Manning’s a Bronco, and he is Denver.
“Moving’s a pain,” Manning said. “I still have a great relationship with Indianapolis and still very involved in their community just like I am in Knoxville and New Orleans, but you can only live in one place and Denver has just been a great place to live.
“I really have enjoyed being a part of the community, and really couldn’t have made a better decision to go out there and play back in 2012.”
Yep, Manning is Denver.
BUT DOES HE WANT TO BE A PART OF OWNING THE BRONCOS?
He was asked point-blank about that matter. He didn’t say, “Yes” … but he didn’t say, “No,” either.
“Well, certainly, look: Living in Denver, I’m very much a Broncos ambassador, fan, season-ticket holder.
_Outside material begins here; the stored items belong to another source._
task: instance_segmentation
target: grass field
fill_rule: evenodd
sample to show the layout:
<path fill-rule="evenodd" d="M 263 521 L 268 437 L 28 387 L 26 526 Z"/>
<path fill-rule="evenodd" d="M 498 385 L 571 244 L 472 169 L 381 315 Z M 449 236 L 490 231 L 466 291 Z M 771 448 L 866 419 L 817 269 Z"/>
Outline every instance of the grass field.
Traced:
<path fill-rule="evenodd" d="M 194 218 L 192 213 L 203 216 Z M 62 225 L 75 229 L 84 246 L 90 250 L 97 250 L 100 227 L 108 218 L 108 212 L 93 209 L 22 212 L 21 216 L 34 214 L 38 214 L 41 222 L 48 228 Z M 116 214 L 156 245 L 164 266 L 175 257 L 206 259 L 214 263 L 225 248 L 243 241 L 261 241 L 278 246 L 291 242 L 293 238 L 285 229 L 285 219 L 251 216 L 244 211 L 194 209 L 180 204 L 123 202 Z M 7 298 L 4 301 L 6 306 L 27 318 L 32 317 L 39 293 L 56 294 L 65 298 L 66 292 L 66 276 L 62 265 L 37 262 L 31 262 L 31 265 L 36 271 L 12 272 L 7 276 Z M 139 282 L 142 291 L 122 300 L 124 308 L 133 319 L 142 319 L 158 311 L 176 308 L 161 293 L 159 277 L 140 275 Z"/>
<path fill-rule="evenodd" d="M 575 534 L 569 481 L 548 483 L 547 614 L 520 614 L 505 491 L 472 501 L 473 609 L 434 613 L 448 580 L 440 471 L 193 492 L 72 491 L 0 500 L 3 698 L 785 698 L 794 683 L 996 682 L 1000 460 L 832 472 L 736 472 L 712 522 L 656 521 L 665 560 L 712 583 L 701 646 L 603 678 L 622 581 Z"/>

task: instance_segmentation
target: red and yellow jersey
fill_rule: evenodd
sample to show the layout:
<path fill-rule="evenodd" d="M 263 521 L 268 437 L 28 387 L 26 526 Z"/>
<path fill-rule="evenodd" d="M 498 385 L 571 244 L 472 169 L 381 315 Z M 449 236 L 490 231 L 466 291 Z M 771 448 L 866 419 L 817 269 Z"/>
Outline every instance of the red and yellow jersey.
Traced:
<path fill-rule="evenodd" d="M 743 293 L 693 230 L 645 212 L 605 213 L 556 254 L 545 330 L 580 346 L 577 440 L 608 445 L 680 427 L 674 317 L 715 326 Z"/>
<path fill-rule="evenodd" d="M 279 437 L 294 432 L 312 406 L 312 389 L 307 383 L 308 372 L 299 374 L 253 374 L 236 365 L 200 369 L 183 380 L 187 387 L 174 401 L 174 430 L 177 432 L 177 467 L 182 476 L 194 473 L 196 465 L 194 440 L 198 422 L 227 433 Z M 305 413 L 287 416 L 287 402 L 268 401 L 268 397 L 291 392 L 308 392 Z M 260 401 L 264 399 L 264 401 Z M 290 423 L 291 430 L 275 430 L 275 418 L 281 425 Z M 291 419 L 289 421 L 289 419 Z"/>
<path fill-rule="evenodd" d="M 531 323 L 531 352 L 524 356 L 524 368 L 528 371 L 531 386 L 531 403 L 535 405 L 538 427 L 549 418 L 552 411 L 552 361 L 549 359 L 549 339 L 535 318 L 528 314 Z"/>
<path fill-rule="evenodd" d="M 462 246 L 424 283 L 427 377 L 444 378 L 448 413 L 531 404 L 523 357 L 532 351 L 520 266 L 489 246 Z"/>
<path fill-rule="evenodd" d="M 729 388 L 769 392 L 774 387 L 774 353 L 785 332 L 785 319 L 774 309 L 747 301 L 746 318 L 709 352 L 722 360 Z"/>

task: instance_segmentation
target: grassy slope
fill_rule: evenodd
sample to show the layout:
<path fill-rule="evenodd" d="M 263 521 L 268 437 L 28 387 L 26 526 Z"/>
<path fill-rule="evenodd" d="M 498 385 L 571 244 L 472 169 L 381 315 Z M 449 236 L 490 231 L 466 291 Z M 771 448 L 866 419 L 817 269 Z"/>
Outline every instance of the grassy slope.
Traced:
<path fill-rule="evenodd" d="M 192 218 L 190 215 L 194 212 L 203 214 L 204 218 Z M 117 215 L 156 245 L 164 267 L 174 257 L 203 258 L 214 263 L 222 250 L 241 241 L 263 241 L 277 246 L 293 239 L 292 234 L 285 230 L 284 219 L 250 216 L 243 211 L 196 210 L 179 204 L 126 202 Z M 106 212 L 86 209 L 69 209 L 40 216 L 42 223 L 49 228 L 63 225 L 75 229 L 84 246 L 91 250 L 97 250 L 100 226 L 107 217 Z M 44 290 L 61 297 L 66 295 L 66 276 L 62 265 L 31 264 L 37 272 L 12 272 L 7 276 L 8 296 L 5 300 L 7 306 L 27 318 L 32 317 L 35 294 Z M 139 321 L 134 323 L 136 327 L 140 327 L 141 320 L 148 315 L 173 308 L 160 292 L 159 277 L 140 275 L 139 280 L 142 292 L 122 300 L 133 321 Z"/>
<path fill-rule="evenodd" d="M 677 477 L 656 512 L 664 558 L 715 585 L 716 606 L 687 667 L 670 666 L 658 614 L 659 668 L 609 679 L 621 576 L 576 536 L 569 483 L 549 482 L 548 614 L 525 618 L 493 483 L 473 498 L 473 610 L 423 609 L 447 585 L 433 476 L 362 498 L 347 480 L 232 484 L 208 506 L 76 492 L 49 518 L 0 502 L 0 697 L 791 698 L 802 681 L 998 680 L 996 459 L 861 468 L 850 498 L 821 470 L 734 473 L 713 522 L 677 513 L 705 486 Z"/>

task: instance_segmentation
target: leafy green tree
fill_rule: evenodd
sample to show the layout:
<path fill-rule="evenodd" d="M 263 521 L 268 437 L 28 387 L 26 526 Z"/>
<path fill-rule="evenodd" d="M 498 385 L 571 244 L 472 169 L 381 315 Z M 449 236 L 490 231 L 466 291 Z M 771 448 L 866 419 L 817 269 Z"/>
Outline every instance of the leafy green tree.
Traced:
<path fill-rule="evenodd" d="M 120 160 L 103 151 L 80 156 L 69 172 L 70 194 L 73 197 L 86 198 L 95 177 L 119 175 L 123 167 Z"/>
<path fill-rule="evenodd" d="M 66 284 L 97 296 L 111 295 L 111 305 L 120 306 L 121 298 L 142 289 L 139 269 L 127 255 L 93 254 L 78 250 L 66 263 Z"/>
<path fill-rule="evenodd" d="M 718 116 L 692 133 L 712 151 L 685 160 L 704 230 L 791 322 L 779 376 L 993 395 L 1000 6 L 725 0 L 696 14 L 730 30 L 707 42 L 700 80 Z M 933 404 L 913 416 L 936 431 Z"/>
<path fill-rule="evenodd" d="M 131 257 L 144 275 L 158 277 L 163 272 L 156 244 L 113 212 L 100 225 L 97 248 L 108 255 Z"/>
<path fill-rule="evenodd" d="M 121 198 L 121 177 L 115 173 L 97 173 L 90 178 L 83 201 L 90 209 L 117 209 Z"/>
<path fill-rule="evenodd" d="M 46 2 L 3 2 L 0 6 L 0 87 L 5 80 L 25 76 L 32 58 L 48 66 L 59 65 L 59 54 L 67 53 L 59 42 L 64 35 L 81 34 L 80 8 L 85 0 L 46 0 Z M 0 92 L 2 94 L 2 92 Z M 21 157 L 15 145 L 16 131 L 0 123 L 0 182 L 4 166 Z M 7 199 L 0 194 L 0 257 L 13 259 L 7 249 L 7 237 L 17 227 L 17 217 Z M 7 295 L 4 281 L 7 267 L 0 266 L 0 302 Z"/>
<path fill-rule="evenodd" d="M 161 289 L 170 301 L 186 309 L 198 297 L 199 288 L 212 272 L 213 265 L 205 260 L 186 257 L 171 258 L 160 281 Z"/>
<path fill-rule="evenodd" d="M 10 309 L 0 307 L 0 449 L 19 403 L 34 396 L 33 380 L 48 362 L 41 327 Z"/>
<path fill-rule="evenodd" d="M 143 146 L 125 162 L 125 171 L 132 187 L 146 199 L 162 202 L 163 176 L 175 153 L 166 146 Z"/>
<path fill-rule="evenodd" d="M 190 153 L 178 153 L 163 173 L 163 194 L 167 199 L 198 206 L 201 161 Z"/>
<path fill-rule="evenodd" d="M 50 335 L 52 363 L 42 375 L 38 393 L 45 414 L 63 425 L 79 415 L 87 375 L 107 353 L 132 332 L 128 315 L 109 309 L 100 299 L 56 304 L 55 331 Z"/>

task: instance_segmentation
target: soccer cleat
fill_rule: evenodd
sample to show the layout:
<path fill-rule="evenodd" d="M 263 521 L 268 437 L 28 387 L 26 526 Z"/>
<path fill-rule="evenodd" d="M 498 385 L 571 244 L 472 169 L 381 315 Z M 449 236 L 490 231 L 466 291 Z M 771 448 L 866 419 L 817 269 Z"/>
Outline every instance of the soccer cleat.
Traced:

I’ve been to every game the past five years since I’ve retired that fans were allowed to go to, so, I’m certainly as interested in what’s going to happen as anybody, because I care about it — just like I care about the Indianapolis Colts, University of Tennessee, you name it.
“So, Mike [Klis], as I’ve told you before, I’ve kind of gone sort of on a year-to-year basis in this second chapter. I’m going to try to do this this year, right? And I don’t really go past that very much, because you try different things and maybe you like it, maybe you don’t. I never knew I’d be a game-show host, I can promise you that. If you guessed that’s what I was going to do after football a few years ago, you would have been crazy. …
“Look, being part of the game is important to me. I’ve found different ways to be involved with it. Doing these things for ESPN, the Peyton’s Places, the history of the game — that’s been a blast. Getting to watch film with Joe Namath and Raymond Berry, I mean, that’s a dream come true for a football junkie like me. But I’ll always be a part of the Colts and Broncos organizations in some way.
“But obviously I’m interested in what’s going to happen [with the ownership of the Broncos]. I haven’t said, ‘No,’ to anything officially forever. I’ve just said, ‘No,’ to some things each year. The next year maybe things change. So, who knows what will happen in that but it [football] is going to be a part of my life forever, in my opinion.”